Seu pedido me pega de surpresa e de alguma forma faz com que a peça que cobre minha intimidade fique ainda mais encharcada. Não digo nada, apenas deslizo o tecido pequeno, fino e molhado pelas coxas e entrego a ele.

– Cazzo! Merda Helena, está tentando me matar, amor?  – Levando o tecido ao nariz ele aspira. Ml

– Pare o carro, Sam – Mando. A estrada está deserta e escura a ponto de ninguém conseguir nos ver caso passe por aqui.

– O que? Porque? – Pergunta confuso, mas faz o que digo 

– Porque, seu italiano maledetto, não vou conseguir esperar até chegarmos em casa – Imito seu sotaque saindo do carro e espero até que ele faça o mesmo. – Te quero aqui, agora, dentro de mim. Fundo e forte. Muito forte.

Em um momento Sam está caminhando até mim com um olhar sedento, e no outro sinto quando minhas roupas são erguidas e seu pau quente desliza facilmente para dentro de mim, até o fundo.

Nos dois gememos juntos e da melhor forma que a posição permitia Samuel entrava completamente e saía me provocando lentamente de uma forma agoniante.

– Sam, assim não, por favor – Imploro que inclinando mais para ele.

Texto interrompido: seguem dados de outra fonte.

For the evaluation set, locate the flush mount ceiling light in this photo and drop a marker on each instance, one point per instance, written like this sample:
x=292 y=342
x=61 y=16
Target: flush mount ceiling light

– Então me diz, Hel, como você quer que eu te foda? – Suas estocadas variam entre forte e profundo e lento.

– Com força, quero que me coma até que não tenhamos mais força para nada

Sam segura em meus cabelos puxando minha cabeça para trás e me beija fazendo com que eu fique ainda mais empinada em sua direção. A partir desse momento eu sei que nem um exército conseguiria nos parar, nós dois erámos um amontoado de roupas emboladas, suor e prazer. Sentir seu pênis pulsando dentro de mim fazia com que eu sentisse coisas além do tesão absurdo que percorria meu corpo.